How Technology Has Failed to Improve Your Airline Experience - Vannatter
https://www.nytimes.com/2017/04/12/technology/how-technology-has-failed-to-improve-your-airline-experience.html
======
anovikov
Well this happened in all other industries that the tech has 'upended'. Stuff
that happens to both guests and hosts in airbnb just can't happen in a hotel.
Uber is definitely a poorer service than taxis - with some nasty stuff
happening from time to time as well. This is unavoidable because all of these
were done to optimize just one variable - price.

I frequently converse with people on the airline experience, and rarely get
any understanding. People love crappy low-cost carriers with non-reclining
seats, nonexistent legroom, no meals, etc, because that is how they can afford
flying. Most people who fly now would travel by train or stay home if we
didn't have deregulation and those crappy low-costs.

The laws of scale also dictate that good airlines are destined to fail, their
cost disadvantage means they loose too many customers, and eventually their
cost go up because of lower scale, and customer experience goes down because
of less frequent flights and thus less convenient connections... they just
have to become as crappy as low-costs, or die.

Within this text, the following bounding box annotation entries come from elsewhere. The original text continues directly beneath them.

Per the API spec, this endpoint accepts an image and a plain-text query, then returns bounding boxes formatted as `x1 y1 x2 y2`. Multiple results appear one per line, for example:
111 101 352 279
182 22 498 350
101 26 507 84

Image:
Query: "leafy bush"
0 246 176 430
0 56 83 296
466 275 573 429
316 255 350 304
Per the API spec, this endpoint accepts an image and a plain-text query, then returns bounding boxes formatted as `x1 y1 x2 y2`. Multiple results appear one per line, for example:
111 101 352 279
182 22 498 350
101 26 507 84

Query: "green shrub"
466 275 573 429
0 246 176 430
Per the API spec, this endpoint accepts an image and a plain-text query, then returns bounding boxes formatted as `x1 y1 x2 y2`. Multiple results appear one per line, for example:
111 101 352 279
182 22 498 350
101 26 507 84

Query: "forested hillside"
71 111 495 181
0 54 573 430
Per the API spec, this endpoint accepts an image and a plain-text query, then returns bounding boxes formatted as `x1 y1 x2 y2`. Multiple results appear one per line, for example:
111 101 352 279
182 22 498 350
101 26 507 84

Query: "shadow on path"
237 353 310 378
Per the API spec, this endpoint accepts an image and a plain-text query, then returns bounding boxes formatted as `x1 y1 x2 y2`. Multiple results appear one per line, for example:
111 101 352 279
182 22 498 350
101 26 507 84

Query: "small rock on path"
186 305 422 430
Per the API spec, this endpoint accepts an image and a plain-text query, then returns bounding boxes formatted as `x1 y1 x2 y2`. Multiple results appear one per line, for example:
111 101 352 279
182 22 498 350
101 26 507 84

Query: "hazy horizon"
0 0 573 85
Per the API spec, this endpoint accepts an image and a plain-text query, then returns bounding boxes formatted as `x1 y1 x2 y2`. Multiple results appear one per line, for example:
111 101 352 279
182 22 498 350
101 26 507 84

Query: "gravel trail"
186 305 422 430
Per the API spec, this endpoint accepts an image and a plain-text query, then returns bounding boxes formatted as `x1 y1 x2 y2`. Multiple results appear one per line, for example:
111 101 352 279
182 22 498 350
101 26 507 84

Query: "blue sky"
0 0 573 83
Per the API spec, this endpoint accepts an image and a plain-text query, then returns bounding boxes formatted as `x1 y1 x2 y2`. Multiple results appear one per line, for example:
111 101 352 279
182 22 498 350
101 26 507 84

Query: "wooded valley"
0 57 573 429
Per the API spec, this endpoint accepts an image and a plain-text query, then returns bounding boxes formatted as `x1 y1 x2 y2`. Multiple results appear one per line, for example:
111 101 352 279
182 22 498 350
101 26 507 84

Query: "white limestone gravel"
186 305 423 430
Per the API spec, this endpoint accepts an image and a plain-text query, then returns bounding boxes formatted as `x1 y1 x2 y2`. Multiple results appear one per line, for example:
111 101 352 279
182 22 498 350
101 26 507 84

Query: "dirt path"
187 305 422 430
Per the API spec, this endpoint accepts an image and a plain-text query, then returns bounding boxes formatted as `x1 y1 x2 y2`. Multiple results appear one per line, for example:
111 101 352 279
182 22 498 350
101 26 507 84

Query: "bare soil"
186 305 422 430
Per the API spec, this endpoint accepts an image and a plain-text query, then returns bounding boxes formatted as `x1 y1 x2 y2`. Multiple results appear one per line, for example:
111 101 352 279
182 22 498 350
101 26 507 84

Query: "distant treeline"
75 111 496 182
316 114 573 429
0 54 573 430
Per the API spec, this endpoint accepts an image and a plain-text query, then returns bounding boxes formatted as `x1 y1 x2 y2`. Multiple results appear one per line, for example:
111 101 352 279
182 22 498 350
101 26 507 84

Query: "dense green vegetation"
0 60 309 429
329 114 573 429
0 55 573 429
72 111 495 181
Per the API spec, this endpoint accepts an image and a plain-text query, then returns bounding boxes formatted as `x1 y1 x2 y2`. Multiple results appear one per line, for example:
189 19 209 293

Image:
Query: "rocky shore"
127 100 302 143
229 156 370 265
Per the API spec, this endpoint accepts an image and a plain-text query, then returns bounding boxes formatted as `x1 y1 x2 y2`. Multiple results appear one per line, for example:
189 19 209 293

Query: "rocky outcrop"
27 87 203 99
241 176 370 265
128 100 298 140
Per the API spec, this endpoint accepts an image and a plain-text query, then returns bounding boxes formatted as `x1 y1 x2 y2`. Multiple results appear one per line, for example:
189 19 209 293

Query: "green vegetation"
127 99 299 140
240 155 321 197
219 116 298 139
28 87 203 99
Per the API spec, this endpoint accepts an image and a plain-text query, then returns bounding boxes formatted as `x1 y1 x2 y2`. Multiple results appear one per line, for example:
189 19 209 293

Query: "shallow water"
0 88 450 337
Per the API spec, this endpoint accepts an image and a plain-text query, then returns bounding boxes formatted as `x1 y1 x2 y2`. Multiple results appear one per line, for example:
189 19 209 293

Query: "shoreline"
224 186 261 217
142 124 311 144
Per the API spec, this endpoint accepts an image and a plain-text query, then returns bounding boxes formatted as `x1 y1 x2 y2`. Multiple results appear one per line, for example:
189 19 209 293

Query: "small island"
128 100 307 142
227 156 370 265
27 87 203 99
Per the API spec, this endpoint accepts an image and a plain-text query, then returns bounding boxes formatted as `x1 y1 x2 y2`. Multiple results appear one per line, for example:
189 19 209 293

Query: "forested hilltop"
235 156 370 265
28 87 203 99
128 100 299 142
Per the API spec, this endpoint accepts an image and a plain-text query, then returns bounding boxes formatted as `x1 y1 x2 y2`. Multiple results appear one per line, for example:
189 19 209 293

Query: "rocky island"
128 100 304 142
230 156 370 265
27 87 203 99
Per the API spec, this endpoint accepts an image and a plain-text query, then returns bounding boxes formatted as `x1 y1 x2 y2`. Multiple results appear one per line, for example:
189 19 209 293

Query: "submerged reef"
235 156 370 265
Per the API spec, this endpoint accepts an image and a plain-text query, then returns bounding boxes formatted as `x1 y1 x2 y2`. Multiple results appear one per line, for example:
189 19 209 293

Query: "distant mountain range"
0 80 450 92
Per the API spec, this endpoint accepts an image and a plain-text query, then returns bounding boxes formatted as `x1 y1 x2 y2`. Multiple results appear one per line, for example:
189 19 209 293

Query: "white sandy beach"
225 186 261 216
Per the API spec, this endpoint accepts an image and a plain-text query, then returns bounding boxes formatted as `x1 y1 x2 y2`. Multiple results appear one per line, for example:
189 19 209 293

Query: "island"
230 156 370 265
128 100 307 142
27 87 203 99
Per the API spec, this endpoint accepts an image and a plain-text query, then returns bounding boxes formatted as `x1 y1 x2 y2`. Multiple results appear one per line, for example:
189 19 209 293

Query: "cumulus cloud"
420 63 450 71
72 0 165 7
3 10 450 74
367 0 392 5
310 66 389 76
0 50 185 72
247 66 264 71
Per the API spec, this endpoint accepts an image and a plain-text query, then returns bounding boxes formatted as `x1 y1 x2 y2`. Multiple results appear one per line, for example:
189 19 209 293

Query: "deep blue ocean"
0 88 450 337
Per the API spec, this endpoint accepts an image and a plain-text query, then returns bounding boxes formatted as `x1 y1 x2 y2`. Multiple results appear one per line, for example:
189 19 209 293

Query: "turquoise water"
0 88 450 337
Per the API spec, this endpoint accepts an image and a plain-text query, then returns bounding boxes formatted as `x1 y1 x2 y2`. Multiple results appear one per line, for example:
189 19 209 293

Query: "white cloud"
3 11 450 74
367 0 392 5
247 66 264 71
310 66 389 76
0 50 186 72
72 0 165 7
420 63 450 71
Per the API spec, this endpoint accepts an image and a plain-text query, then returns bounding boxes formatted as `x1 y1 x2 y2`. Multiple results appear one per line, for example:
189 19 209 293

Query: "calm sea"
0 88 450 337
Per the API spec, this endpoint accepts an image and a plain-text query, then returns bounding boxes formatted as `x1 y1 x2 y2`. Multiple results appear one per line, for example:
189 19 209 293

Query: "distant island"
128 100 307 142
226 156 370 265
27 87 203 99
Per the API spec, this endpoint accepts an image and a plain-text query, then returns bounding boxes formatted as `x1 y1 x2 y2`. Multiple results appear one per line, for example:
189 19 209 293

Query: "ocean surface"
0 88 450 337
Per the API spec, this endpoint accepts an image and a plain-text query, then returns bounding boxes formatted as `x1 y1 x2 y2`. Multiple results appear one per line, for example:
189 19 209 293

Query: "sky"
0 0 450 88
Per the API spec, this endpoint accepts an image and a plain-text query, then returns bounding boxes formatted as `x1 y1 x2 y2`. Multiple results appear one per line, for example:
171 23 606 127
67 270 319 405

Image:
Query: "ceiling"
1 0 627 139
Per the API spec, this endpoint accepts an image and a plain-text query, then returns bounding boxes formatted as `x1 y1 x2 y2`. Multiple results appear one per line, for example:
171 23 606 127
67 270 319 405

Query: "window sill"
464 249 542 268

A generation from now, we will have a choice between EasyJet and a Learjet.
With possible exception of a few very popular routes like transatlantic
London-New York and a few others.

A nice exception is Russia where there is no deregulation, Aeroflow owns the
sky and decides who can fly, and Putin pays for most of your (domestic) fare.
I never fly domestic flights in Russia, and international costs are not
subsidized, and not cheap at all, but quality is superb!